And if you squint hard enough through the smoke, you can almost see the outlines: the richest man in world history, the luckiest and dirtiest politician America has ever produced, and the ex-KGB strongman who treats assassination like a scheduling task — not colliding by accident, but converging by design.
Call it the Triumvirate of Corruption if you want to sleep at night. Musk. Trump. Putin.
Three names. One machine. A pipeline straight from the vaults of the government to the gulag of private greed.
What are the chances that these three unscrupulous men — the tech overlord, the failed strongman, and the ex-KGB butcher — are trying to take over the free world, Dr. Evil style? Slim? Maybe once. But growing stronger by the hour, and getting harder to laugh off with every new revelation.
It sounds ridiculous. It sounds like bad satire. It sounds like something a failing screenwriter would punch up at 3AM after too many whiskeys — am I talking about myself? maybe… — but here we are anyway, breathing it in.
And if that wasn’t enough, if you still had some flicker of belief that this was just another dumb bureaucratic screw-up and not a new chapter in the grand decline, there’s the fact — unconfirmed, but so much is these days — that rumors have begun circling that one of the DOGE figures, possibly even the so-called Big Balls himself, is the grandson of a KGB spy.
Of course he is.
At this point, it would be a bigger surprise if he weren’t.
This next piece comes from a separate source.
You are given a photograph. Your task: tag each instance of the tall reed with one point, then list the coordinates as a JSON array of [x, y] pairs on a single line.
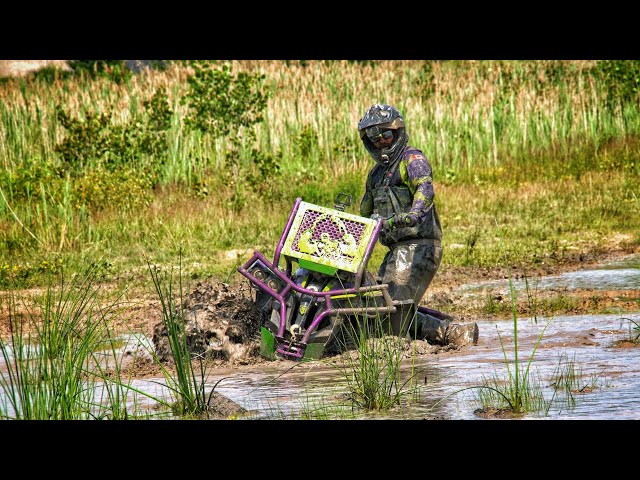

Berulis didn’t have to say a word.
He knew what silence would buy him.
But he said it anyway.
“Standing up for this, I’m not hopeful for the outcome for me,” he said. “What I am hopeful for is that people say, hey, somebody else did it, I can do it too. And if enough people stand up, it can form a movement — and these practices, these violations, the stealing of data without anyone even knowing it’s gone — it can be stopped.”
Maybe he’s wrong. Maybe the backdoor kings already won, and we’re just playing for the right to lose a little slower.
But maybe, just maybe, if enough people decide that the firewall is still worth fighting for, there’s a chance to jam the gears one last time before the machine grinds us all into metadata.
Filed from a melted laptop at the NLRB, still oozing secrets onto the linoleum.